Lufthansa Pursues MRO Carve-Out
Lufthansa is targeting €200 million ($234.8 million) of annual savings from the digitalization of technical operations and carving out certain engineering and maintenance functions from Lufthansa Technik.

Lufthansa is targeting €200 million ($234.8 million) of annual savings from the digitalization of technical operations and carving out certain engineering and maintenance functions from Lufthansa Technik.
The backbone of this project is AMOS, the MRO software used by all Lufthansa Group airlines, while Lufthansa said it had already “insourced” more than 300 positions from Lufthansa Technik Line Maintenance.
Through a combination of AMOS and electronic technical logbooks that are now fully rolled out across the fleet, technical processes are now completely paperless, allowing Lufthansa to use AI and digitalization to further reduce costs.
“An example of this is the ramp check,” Lufthansa Airlines CFO Joerg Beissel said during a recent capital markets day presentation. Every time an aircraft hits the ground and goes to its position, a technician has to come from the hangar to check the tires and oil.
We believe we can use a camera and AI to check the tires, and we can use a digital signal from the aircraft to check the oil, so it’s no longer necessary for that technician to leave the hangar.”

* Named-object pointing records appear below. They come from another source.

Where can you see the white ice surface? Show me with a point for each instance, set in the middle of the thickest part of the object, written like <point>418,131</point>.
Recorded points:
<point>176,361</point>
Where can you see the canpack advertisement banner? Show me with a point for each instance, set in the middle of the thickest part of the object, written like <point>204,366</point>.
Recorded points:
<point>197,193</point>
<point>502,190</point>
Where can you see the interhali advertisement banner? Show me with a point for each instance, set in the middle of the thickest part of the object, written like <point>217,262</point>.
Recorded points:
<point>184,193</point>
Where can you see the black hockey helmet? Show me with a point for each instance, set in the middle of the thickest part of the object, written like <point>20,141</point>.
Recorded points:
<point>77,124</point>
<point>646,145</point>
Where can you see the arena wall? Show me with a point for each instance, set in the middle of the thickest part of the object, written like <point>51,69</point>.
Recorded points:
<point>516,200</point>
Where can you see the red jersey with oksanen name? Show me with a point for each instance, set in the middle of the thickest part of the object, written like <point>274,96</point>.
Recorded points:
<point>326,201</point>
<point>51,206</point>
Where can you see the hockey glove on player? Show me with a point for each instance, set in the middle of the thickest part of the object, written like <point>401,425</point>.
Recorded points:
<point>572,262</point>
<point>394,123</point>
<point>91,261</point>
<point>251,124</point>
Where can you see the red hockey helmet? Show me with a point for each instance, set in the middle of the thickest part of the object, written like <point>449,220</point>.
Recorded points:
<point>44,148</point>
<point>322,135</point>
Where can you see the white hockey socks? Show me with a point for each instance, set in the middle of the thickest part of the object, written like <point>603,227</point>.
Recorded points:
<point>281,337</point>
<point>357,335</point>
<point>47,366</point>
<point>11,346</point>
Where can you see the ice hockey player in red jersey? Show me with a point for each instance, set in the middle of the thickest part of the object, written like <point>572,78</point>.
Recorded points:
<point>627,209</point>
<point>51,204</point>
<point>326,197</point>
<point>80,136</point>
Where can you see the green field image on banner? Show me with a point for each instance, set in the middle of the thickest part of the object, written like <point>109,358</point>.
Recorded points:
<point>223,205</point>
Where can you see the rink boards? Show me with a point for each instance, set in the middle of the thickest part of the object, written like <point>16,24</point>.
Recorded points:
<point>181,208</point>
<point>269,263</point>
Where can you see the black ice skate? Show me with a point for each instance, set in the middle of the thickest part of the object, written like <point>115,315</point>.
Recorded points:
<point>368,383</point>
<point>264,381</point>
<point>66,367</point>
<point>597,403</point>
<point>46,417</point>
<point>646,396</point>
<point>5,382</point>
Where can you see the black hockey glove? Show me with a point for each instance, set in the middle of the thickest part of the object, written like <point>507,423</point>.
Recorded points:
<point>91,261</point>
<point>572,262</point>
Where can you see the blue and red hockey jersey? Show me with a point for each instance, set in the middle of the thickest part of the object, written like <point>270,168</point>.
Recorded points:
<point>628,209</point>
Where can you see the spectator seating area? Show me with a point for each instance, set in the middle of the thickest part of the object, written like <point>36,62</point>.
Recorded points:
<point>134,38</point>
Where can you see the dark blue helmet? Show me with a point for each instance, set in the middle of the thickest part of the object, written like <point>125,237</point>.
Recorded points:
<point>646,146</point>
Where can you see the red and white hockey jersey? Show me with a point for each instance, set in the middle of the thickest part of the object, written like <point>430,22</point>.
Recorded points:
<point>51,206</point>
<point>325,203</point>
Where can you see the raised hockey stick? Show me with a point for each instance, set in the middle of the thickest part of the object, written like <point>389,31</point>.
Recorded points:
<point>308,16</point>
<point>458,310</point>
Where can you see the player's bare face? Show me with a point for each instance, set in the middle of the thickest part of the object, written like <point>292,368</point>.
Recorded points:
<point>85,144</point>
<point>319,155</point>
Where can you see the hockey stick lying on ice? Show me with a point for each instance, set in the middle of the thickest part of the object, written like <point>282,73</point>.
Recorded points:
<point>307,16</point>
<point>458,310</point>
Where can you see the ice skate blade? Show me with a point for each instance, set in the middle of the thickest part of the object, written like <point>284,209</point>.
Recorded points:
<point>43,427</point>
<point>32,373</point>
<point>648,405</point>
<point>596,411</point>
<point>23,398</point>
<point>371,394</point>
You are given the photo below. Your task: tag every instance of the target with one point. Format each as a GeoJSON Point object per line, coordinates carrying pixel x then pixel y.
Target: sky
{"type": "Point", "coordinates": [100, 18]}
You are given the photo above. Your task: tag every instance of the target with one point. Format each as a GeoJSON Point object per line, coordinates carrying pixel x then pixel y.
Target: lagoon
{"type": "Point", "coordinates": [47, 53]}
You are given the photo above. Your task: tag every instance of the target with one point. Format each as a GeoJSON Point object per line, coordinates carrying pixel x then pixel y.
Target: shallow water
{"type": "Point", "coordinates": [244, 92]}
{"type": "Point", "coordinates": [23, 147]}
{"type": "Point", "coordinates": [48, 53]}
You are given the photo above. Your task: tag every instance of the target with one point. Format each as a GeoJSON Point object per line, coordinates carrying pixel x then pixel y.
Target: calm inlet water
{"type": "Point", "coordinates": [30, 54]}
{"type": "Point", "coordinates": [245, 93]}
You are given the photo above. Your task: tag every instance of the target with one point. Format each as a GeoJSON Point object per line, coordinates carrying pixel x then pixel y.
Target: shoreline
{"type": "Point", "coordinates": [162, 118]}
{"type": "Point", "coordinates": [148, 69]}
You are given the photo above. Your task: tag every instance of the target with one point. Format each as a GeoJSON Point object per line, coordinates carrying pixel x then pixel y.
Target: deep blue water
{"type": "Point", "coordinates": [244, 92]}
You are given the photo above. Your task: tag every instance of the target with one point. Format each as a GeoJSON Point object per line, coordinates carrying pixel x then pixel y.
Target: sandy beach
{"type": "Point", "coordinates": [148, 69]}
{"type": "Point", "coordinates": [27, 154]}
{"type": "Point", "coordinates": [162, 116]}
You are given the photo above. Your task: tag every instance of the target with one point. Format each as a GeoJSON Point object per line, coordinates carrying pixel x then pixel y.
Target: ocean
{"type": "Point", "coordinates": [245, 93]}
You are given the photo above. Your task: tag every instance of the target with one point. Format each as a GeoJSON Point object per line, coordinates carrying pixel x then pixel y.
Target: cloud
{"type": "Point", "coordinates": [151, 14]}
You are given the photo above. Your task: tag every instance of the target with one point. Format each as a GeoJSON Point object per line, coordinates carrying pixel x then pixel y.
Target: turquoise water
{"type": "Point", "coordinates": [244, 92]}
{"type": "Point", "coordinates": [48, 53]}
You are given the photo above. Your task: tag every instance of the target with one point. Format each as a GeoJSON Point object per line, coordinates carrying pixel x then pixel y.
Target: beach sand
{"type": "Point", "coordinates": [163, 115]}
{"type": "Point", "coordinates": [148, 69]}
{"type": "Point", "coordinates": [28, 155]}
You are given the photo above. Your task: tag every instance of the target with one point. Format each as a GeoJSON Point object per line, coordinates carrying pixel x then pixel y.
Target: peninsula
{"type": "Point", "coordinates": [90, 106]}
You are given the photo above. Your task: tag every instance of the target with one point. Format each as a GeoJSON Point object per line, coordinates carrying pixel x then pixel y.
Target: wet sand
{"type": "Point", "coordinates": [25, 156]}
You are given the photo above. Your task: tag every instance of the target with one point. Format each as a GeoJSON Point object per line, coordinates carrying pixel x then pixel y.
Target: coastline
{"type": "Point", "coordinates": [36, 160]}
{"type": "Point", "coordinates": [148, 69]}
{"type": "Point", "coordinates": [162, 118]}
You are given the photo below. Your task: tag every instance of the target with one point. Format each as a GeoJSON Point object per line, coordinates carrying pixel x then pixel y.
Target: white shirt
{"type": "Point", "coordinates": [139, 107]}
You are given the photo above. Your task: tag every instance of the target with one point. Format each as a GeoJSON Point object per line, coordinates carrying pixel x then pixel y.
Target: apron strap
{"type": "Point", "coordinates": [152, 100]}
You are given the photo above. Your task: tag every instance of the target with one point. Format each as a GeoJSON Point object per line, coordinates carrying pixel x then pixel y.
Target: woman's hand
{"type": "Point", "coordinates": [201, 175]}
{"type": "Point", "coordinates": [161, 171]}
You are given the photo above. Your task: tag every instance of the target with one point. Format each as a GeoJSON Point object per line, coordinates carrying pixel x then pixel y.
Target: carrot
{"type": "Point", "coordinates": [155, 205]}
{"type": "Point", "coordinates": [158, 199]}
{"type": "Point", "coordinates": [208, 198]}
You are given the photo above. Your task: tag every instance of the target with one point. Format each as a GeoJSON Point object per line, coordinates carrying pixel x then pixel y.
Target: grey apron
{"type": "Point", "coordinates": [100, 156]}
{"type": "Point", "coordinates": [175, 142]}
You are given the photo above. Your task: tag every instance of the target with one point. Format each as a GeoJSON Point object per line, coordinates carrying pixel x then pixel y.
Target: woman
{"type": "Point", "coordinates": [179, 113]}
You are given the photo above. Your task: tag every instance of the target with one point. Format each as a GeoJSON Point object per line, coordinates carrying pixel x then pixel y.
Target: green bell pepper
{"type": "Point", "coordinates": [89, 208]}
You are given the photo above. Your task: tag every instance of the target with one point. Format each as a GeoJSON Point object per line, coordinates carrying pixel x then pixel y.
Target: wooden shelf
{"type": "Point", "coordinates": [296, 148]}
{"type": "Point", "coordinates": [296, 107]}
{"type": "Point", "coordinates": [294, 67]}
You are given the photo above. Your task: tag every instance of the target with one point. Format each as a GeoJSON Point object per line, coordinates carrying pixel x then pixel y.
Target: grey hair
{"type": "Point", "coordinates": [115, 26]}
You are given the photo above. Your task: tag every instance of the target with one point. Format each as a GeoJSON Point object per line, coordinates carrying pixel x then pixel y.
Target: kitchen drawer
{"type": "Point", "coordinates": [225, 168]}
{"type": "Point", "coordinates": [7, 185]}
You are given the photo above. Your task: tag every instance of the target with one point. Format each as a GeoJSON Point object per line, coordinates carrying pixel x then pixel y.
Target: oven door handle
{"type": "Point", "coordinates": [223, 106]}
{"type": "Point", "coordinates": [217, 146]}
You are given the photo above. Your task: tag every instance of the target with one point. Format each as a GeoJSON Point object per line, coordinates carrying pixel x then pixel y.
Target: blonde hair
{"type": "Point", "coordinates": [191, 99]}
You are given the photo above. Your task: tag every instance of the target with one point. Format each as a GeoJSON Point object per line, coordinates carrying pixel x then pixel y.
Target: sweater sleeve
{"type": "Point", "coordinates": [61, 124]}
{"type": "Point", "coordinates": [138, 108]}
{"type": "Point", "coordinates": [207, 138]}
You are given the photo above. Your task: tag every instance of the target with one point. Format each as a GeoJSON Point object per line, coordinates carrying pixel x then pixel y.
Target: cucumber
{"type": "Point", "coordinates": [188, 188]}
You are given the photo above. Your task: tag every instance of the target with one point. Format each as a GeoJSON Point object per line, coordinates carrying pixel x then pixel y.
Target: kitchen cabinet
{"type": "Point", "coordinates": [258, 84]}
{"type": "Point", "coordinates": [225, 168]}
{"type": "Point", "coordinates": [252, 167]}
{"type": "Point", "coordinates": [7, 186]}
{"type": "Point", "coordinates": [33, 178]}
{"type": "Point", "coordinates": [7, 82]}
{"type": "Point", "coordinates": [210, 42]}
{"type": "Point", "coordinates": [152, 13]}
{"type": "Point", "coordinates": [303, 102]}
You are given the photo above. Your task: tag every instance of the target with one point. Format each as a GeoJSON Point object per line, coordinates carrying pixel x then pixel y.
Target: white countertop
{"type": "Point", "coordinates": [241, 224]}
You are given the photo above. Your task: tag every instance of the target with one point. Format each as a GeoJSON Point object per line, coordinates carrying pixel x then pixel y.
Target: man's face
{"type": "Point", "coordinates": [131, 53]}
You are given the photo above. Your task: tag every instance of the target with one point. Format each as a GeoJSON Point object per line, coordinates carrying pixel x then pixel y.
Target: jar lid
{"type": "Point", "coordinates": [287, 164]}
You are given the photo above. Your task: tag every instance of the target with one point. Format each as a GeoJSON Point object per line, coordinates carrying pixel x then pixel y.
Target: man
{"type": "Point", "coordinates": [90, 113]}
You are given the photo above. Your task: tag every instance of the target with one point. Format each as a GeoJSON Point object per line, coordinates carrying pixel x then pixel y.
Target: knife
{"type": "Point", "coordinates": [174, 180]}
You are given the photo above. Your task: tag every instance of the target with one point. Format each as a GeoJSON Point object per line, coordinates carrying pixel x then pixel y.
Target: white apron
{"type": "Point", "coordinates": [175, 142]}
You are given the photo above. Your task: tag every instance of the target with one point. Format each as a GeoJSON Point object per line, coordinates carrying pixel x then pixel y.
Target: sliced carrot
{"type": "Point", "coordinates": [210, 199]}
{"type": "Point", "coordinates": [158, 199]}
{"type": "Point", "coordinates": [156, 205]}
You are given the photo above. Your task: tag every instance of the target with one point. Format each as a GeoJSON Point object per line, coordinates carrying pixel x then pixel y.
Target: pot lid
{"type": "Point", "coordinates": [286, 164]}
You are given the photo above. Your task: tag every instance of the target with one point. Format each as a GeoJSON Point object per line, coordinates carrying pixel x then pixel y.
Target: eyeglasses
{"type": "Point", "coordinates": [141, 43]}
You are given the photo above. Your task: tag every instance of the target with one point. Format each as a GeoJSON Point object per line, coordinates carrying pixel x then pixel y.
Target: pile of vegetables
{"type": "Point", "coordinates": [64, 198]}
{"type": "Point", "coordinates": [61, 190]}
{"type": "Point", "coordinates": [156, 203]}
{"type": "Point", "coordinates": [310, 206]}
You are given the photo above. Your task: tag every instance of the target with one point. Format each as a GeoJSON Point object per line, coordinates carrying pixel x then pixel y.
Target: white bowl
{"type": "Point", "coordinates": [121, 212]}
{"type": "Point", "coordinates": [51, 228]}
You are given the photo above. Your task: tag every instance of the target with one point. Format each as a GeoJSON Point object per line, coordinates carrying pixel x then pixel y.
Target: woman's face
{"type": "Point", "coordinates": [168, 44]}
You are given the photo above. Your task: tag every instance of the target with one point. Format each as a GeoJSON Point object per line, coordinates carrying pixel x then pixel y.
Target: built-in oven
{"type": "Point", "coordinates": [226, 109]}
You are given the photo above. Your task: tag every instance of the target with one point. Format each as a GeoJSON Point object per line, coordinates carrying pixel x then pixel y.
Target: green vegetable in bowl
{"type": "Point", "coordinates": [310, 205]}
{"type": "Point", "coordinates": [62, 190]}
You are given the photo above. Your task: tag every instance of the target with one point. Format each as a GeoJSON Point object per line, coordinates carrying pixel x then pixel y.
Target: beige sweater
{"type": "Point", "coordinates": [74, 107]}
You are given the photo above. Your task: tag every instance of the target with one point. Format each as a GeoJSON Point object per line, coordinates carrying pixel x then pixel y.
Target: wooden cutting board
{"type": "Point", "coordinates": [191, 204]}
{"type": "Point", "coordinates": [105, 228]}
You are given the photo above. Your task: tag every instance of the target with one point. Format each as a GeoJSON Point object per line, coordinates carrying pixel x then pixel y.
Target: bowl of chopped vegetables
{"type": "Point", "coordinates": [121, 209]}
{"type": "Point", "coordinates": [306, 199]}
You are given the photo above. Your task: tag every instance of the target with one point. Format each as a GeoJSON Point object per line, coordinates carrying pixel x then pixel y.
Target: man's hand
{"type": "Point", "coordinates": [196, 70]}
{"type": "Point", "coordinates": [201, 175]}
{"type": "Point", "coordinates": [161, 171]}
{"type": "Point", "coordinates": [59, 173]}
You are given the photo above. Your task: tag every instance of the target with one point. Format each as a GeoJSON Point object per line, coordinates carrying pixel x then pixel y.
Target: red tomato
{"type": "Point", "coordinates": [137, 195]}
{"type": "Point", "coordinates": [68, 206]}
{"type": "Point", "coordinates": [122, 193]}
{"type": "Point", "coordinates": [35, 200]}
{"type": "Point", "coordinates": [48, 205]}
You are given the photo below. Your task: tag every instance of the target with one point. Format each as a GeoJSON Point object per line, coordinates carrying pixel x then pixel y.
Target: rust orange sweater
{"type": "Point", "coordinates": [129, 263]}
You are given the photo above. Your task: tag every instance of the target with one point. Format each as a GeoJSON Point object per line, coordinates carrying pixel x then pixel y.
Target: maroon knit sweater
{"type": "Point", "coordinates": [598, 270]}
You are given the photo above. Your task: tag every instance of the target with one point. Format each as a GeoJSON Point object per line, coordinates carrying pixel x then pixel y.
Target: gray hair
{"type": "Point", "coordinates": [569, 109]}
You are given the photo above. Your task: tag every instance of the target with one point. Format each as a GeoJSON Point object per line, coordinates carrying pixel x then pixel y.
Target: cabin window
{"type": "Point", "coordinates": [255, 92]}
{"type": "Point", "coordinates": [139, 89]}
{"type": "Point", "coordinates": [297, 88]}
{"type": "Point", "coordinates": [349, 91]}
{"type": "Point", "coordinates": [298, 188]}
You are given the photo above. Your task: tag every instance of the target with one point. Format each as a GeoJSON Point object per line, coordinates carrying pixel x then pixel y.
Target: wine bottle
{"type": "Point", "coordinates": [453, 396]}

Beissel added that this has saved a “double-digit” percentage of technicians from having to leave their hangar work to perform R checks.
Further efficiencies are being sought through offshoring certain engineering functions—a process that has already begun—while all airlines in the group are now using a single CAMO.
“This will reduce complexity and create synergies as all the airlines use AMOS, so it’s easy to manage all the aircraft,” he said.